The second example also came from Facebook and is a prime example of the Trump Derangement Syndrome that seems to have infected some of those on the left. I see it every morning with the Dallas Morning News. Reminiscent of the early days of ABC’s Nightline during the Iran hostage crisis where the show opened with “Day X”, the Dallas Morning News has an ongoing post of “Day Y of the Trump Presidency” (or words to that effect).
The Facebook post bringing it all to mind this morning was dated 18 hours before I first saw it. Someone was condemning Trump because he hadn’t issued a statement about the protests and arrests in Russia. The implication being he hadn’t issued a statement because he is a Russian mole in the White House. The only problem was I’d been up for more than an hour and hadn’t seen anything about the protests in my wandering through the interwebs, nor had I seen anything about it the night before when I watched the news.
So, I went strolling through the internet, looking at the homepages of some of the major news outlets and other sites where such a story might show up.
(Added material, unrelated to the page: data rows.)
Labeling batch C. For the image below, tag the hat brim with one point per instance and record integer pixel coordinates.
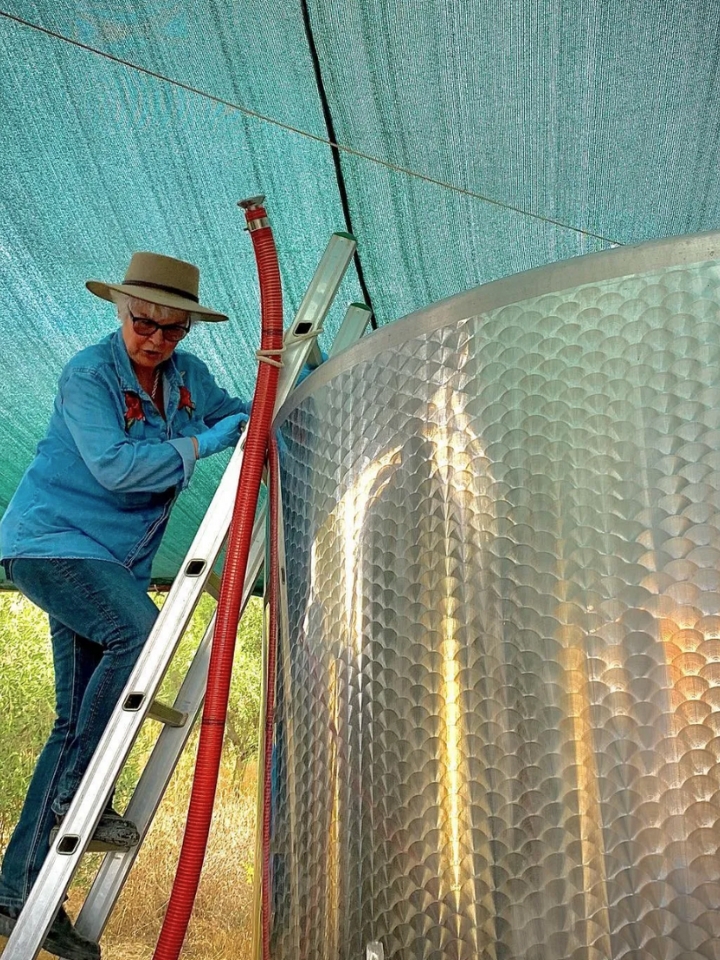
(152, 295)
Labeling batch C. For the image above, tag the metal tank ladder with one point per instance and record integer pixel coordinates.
(137, 701)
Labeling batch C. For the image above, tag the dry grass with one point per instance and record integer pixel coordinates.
(221, 924)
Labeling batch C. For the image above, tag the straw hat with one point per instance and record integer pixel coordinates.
(163, 280)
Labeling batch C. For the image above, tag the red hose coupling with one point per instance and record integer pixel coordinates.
(255, 214)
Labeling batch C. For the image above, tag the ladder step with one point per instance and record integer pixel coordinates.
(167, 715)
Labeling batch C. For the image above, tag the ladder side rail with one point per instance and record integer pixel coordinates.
(136, 700)
(162, 761)
(353, 326)
(151, 787)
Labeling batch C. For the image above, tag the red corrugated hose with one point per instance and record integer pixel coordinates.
(212, 727)
(272, 632)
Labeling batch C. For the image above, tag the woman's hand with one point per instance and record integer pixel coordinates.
(224, 434)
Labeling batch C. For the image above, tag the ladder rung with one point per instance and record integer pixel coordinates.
(167, 714)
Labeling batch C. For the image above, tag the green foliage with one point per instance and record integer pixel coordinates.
(27, 696)
(27, 700)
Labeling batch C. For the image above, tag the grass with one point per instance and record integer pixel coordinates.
(221, 923)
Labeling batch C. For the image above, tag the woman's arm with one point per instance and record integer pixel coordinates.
(117, 461)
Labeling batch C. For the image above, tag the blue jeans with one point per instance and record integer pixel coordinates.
(100, 617)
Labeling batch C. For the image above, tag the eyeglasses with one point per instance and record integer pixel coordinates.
(172, 332)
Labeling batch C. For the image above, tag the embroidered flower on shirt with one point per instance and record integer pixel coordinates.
(186, 401)
(133, 409)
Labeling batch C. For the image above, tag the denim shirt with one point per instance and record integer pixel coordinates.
(107, 473)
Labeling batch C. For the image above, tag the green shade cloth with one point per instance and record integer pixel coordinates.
(474, 124)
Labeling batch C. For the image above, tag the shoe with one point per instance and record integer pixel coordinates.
(112, 833)
(62, 939)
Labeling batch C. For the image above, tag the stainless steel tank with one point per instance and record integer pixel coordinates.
(499, 700)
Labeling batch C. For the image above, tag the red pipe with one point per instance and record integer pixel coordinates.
(273, 588)
(212, 727)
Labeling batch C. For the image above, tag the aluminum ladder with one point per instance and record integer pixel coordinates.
(137, 702)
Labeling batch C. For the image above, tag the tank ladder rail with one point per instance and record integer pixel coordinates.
(137, 699)
(155, 778)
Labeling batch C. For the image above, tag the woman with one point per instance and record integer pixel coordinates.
(132, 416)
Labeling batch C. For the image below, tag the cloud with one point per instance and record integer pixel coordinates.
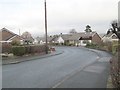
(62, 15)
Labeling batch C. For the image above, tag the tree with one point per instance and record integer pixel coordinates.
(72, 31)
(116, 28)
(109, 31)
(15, 43)
(88, 29)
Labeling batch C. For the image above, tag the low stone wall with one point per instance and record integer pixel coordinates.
(115, 70)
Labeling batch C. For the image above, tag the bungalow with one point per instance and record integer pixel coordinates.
(7, 36)
(42, 40)
(111, 37)
(79, 38)
(28, 39)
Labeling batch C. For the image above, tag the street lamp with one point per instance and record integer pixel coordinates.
(46, 46)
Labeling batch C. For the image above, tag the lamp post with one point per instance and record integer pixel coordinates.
(46, 46)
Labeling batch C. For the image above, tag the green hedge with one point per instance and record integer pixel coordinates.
(18, 50)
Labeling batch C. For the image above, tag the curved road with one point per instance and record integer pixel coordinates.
(77, 67)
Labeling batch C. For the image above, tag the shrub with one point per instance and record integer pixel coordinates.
(18, 50)
(15, 43)
(6, 48)
(92, 45)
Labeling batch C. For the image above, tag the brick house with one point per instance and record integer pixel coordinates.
(79, 39)
(7, 36)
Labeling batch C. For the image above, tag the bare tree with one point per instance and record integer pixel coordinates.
(88, 28)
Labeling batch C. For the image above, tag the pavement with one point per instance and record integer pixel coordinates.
(30, 57)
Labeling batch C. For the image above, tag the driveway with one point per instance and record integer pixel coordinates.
(76, 67)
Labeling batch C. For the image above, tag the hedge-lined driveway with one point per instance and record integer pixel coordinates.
(76, 67)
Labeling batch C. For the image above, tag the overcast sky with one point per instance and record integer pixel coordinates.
(63, 15)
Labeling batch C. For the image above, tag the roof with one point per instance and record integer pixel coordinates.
(7, 34)
(44, 39)
(83, 35)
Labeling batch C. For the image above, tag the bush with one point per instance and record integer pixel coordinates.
(92, 45)
(18, 50)
(15, 43)
(6, 48)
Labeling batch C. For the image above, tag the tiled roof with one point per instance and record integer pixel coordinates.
(5, 38)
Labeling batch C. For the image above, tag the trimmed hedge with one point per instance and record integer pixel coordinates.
(6, 48)
(18, 50)
(28, 49)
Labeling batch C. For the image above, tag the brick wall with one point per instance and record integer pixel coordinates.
(96, 39)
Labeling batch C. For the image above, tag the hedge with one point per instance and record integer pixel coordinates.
(18, 50)
(28, 49)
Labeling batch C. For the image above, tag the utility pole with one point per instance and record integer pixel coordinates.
(19, 33)
(46, 28)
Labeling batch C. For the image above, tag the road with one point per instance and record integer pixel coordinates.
(77, 67)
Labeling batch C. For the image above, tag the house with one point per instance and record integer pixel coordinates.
(111, 37)
(84, 38)
(42, 40)
(7, 36)
(79, 38)
(62, 38)
(28, 39)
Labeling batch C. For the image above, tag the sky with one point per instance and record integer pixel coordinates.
(62, 15)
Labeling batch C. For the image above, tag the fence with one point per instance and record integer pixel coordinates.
(115, 69)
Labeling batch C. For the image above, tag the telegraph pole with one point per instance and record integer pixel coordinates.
(46, 28)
It took me four sites before I found anything and, even then, I had to scroll down three screens or more before I found the story.
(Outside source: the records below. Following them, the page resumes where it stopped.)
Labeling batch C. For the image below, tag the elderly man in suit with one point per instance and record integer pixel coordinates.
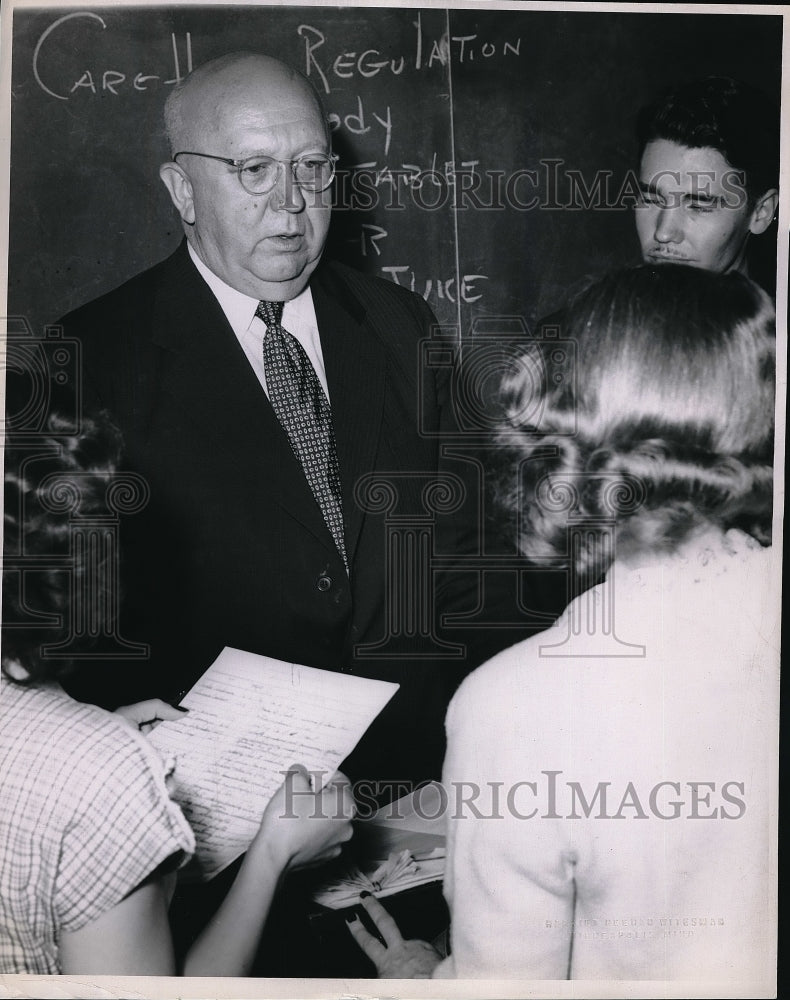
(256, 385)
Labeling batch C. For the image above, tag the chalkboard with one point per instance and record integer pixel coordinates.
(478, 133)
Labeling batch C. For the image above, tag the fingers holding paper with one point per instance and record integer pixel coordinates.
(302, 827)
(397, 958)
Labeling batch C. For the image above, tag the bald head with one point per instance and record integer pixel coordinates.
(197, 105)
(239, 110)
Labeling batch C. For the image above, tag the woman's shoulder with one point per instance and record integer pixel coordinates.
(64, 738)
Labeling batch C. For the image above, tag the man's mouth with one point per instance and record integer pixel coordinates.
(664, 256)
(286, 241)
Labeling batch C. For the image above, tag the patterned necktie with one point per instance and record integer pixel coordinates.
(305, 415)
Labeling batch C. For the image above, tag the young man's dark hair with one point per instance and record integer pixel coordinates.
(738, 120)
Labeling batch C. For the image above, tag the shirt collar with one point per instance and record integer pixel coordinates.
(240, 309)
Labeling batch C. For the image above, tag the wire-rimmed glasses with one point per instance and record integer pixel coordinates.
(259, 174)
Funny, there had been no condemnation of the media for not carrying the story, only of Trump because he hadn’t been vocal in condemning the Russian handling of the situation as soon as he learned of it. Oh the horror because Russia did something and Trump didn’t instantly jump in to say Russia needed to stop being, well, Russia.
But let’s not consider the fact Trump might be waiting for more information about what really happened in Russia. Information not only from media sources and Russia itself but form our own intelligence community. Oh no, let’s immediately respond. How much you want to bet the person condemning him on Facebook would have a different view if the protest and arrests had occurred in London or Paris — or even Beijing? The fact it was Russia and Trump is president was enough of a connection for her to condemn him.
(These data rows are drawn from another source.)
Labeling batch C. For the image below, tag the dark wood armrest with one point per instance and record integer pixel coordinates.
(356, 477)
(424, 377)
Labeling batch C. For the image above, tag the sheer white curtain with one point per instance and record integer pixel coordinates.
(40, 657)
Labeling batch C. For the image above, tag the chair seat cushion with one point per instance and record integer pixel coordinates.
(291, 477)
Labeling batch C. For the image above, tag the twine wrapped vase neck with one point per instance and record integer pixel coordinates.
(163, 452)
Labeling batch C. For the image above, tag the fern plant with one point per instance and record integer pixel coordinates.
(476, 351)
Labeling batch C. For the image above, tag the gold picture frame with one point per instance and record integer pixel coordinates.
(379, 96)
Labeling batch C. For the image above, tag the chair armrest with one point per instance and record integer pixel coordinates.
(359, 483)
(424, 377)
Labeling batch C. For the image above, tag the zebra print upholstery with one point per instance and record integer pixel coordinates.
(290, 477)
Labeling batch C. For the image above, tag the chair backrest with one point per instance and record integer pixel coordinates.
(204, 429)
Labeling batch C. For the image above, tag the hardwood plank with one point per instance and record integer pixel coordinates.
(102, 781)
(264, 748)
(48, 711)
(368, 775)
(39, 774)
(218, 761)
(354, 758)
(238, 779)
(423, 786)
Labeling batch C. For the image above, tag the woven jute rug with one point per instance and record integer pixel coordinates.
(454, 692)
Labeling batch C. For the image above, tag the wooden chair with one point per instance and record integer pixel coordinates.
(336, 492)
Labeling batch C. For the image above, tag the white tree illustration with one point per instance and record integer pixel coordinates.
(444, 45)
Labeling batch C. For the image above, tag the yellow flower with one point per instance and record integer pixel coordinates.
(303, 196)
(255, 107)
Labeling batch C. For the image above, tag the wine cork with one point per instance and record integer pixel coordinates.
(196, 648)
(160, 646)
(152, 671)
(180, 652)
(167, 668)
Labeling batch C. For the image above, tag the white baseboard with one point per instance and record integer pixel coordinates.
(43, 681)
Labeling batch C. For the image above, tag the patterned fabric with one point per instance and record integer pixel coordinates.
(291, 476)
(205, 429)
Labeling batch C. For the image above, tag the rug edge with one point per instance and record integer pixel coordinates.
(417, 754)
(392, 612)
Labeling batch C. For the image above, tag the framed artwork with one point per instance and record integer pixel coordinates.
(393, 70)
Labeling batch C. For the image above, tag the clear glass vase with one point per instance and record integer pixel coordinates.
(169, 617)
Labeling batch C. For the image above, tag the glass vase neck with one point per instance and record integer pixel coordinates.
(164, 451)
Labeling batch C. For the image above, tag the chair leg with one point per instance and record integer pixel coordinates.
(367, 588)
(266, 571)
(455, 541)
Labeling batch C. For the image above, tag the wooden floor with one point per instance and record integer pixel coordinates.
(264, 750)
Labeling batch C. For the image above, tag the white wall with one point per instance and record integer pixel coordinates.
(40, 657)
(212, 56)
That’s the problem with social media. Well, one of the problems. We can do or say anything we want and hit enter without thinking. Too many of us tend to do so. We post things without considering that we might not have all the facts. We forget that once something hits the internet, it is there forever. Social media is the modern day version of walking out of the restroom with toilet paper trailing behind you, tucked into your pants or stuck on your heels.
But there is another problem with social media, one we are all guilty of. We are too quick to accept as accurate what we see posted on Twitter or FB or whatever our favorite platform might be. It is up to us to ask the same questions of those “sources” we do of the media and of our politicians, etc. If we don’t, then we hold at least some of the responsibility if a story is later clarified or proven to be false and we shared the false or misleading information without disclaimers or questions. It is time for each of us to start taking responsibility for what we put out into cyberspace.
In other words, it is time we start thinking before hitting the “share” button.